The increasing volume and nature of big network data sets in the social and natural sciences call for more complex and sophisticated mathematical and statistical tools. In this course we will present the fundamentals of probability theory and statistics, and apply such mathematical and statistical tools to networks. The assessment of the statistical validity of the observed results will be analyzed and, when possible, quantitatively evaluated. Besides the mathematical theory, the course will have a practical approach with home assignments and hands-on classes. During the class all examples and sample codes will be provided in Python and Jupyter notebooks.

**Learning activities and teaching methods**Lectures: 12 classes of 100 min. Around 80% of the classes will be theory only. The other 20% will include programming exercises or evaluation of data sets. Therefore, use of a computer will be required during some lectures. Students can form groups and use their own laptops. Instructions on the required software will be provided during the first class.

By successfully completing the course, students will be able to:

Learn the fundamentals of how to perform data analysis and use statistical methods in the investigation of networks;

Evaluate the statistical reliability of empirical estimations against an appropriate null hypothesis;

Learn how to make use of large sets of data for investigating networks observed in the fields of social sciences;

Perform empirical analyses and statistical validation of large datasets obtained from the Internet or from other business and scientific sources.

**What you will NOT learn in this course**:

Fundamentals of coding and data visualization. This course has the prerequisite that you already have a basic proficiency with Python and will be able to develop and apply your skills towards data analysis and statistical visualization. For learning the basics to code (for-loops, lists, functions, reading and writing data from/to files, etc.), consider attending DNDS 6013 Scientific Python.

Similarly, basic concepts in network science are not covered in this course. For learning the basics of network science (degree-distributions, clustering, centrality measures, small-world networks, scale-free networks, etc), consider attending DNDS 6000 Fundamental Ideas in Network Science.

(1) **Assessment type 1 (50% of the final grade)**. Attendance in at least 80% of classes, active cooperation, homework: Students will get home assignments consisting of statistical analyses, simple problems or data processing, which they will have to complete individually and submit electronically.

(2) **Assessment type 2 (50% of the final grade)**. The final test will be lecture 12, consisting of questions related to the course that can be answered or solved by hand. The use of materials, including calculators or computers, is not permitted during the final test.

**Requirements for audit**:

Attendance in at least 80% of classes, active cooperation, and completing the home assignments.

- Proven proficiency with Python;
- Knowledge of fundamental network concepts;
- Basic skills in statistics and linear algebra.

Part of this course focuses on applying scientific programming with Python for research. We make no use of programs with a Graphical User Interface, like those available with spreadsheets. Since we need to pick one programming language for the course, we require students to prove proficiency with Python before the course starts, in one of the following ways:

- Having taken for grade or audit the course DNDS 6013 Scientific Python.
- Having taken a MOOC course on programming with Python and show the certificate.
- Show and discuss a project you developed in Python with the instructor. Projects from someone else (web, friend, previous students) are not considered.
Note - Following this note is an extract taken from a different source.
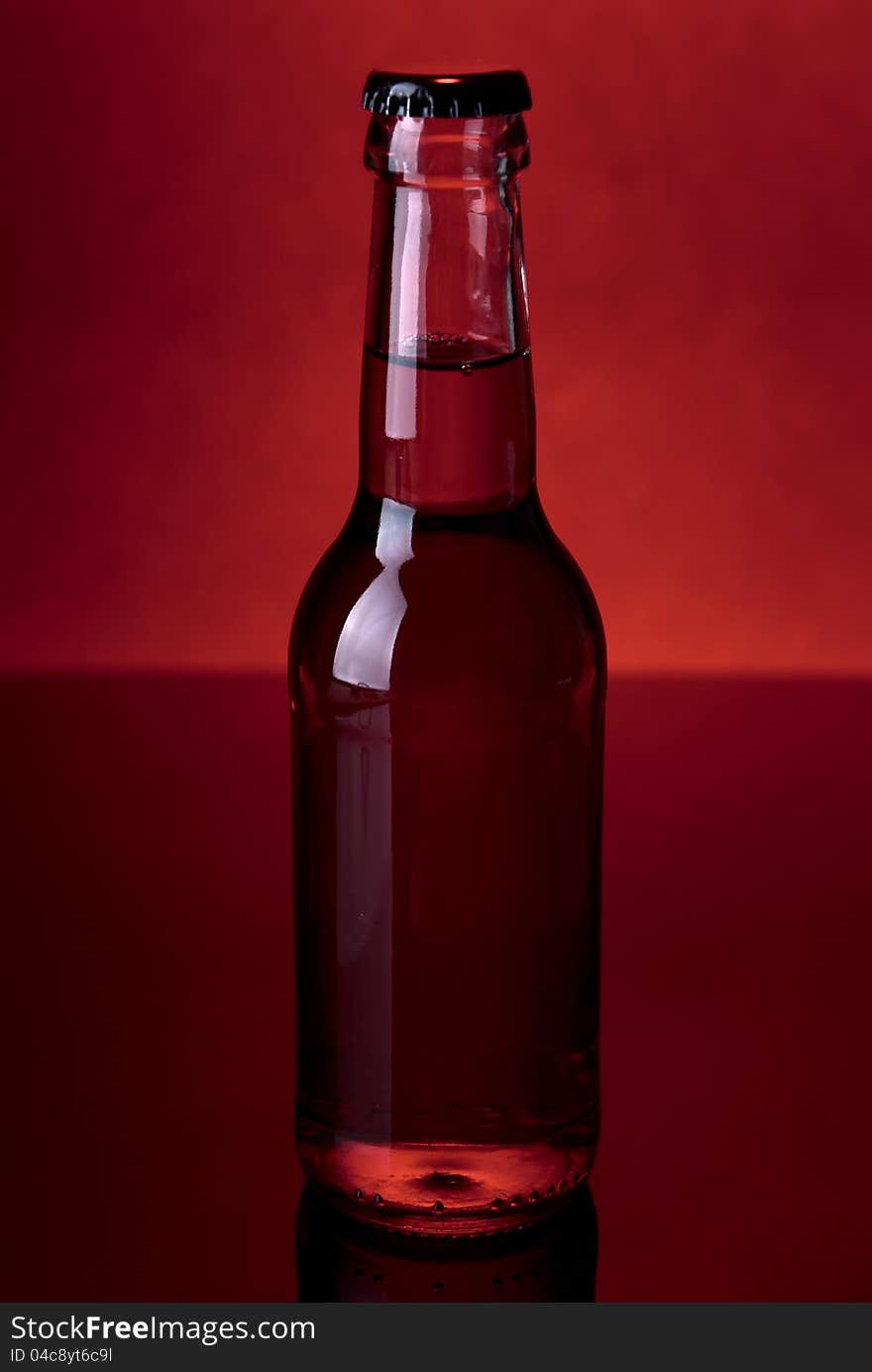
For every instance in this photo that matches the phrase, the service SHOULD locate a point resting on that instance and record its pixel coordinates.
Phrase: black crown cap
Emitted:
(467, 95)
Moreover, familiarity with the fundamentals of network science is required. We require students to prove knowledge of the basic concepts of network science by having taken in the past, or be taking this semester, for grade or audit the course DNDS 6000 Fundamental Ideas in Network Science.
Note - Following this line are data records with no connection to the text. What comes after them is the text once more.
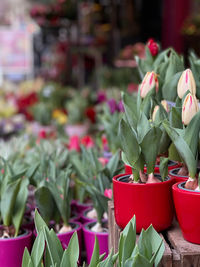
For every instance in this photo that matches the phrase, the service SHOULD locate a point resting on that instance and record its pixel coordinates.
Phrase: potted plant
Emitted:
(13, 197)
(186, 194)
(53, 199)
(146, 194)
(147, 251)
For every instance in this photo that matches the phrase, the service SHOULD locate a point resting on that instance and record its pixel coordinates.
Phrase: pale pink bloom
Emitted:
(185, 83)
(189, 109)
The instructor holds no responsibility in case you do not satisfy the prerequisites and need to drop the course.

If you are already familiar with the fundamental ideas of network science, you can consider attending the more advanced course Structure and Dynamics of Complex Networks in the winter term. If you are already familiar with the use of simple statistical tools and their application to networks, and in particular if you want to learn about network embedding, inference and the use of bayesian statistics in network science, the recommended statistical course is Statistical Methods in Network Science II taught in the winter term.